Yes, somehow, I have decided to keep watching this show.
Everyone makes it to Dixie Carter’s office in TNA HQ in Nashville. I think if I were ever there, it would be what hell is like.
Dixie sets the girls up with a hairstylist, then everyone else goes to lunch. Makeovers. That’s what Dixie gives the girls. These girls were teachers and they want to tell their kids that they are wrestlers and not be teachers any more. Huh. England, everyone.
The girls get their hair done and I don’t notice any difference. Because I am a guy. Actually, they might look worse after. Now, Dixie is gonna take everyone to lunch. The Palm is where they go because it…
Dixie’s face is on the wall. Cross this one off the Michelin Guide. She then has to teach Marty how to drink wine. I guess they don’t have wine in England. Please note: all I now about England is from Judge Dredd and Monty Python, so imagine. Just imagine.

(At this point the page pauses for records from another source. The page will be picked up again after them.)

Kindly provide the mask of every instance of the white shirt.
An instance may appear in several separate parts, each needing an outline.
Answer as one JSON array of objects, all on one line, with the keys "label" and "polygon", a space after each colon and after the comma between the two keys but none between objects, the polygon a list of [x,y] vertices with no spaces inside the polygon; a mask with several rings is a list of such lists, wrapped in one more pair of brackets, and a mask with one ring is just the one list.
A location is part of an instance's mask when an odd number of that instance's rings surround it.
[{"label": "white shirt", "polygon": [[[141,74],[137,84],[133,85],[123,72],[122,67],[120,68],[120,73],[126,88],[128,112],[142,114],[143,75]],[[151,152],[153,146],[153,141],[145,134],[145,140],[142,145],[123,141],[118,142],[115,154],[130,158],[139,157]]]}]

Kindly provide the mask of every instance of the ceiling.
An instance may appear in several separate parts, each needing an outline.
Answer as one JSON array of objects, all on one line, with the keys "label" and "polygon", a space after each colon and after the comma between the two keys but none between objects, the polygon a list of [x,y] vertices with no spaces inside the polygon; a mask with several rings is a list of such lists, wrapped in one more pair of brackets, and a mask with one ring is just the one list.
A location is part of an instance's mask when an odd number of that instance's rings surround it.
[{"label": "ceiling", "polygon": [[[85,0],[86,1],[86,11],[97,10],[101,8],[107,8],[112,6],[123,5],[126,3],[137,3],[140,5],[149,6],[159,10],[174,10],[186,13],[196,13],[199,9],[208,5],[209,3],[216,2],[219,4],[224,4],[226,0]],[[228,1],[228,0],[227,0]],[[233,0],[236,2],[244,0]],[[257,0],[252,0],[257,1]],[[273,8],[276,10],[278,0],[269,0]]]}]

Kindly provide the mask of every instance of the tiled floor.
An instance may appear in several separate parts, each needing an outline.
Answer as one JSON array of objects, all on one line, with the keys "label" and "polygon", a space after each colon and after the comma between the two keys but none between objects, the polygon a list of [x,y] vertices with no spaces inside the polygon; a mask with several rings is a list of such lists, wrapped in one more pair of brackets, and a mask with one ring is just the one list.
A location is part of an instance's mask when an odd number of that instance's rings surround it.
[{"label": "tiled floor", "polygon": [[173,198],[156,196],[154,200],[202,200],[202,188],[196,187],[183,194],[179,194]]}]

Dixie yells at Marty for chewing gum. Ken Anderson works for your company.
I am sitting here watching Dixie Carter giving advice to indy wrestlers. I don’t know what can be worse.
There was some really nice editing on the James Storm intro. He takes everyone out for drinks after he bleeds all over the place.
Marty and one of the Blossom Twins kiss at the bar. James Storm gets everyone super fucked up and he’s not even remotely hit. If I hadn’t murdered my stomach with drinking and stress, I would totally drink with James Storm.
Doug Williams and Al Snow at OVW are training the guys. Al Snow acts the asshole to Spud. Doug Williams comes off much better, like a totally great guy that genuinely wants to see everyone do well.
Al Snow teaches the guys how to run the ropes. You know where he should do that? In fucking TNA.
Al Snow vainly tries to win me over by name dropping Tomax and Xamot.
This wasn’t a bad week. I think there is just a week or two to go.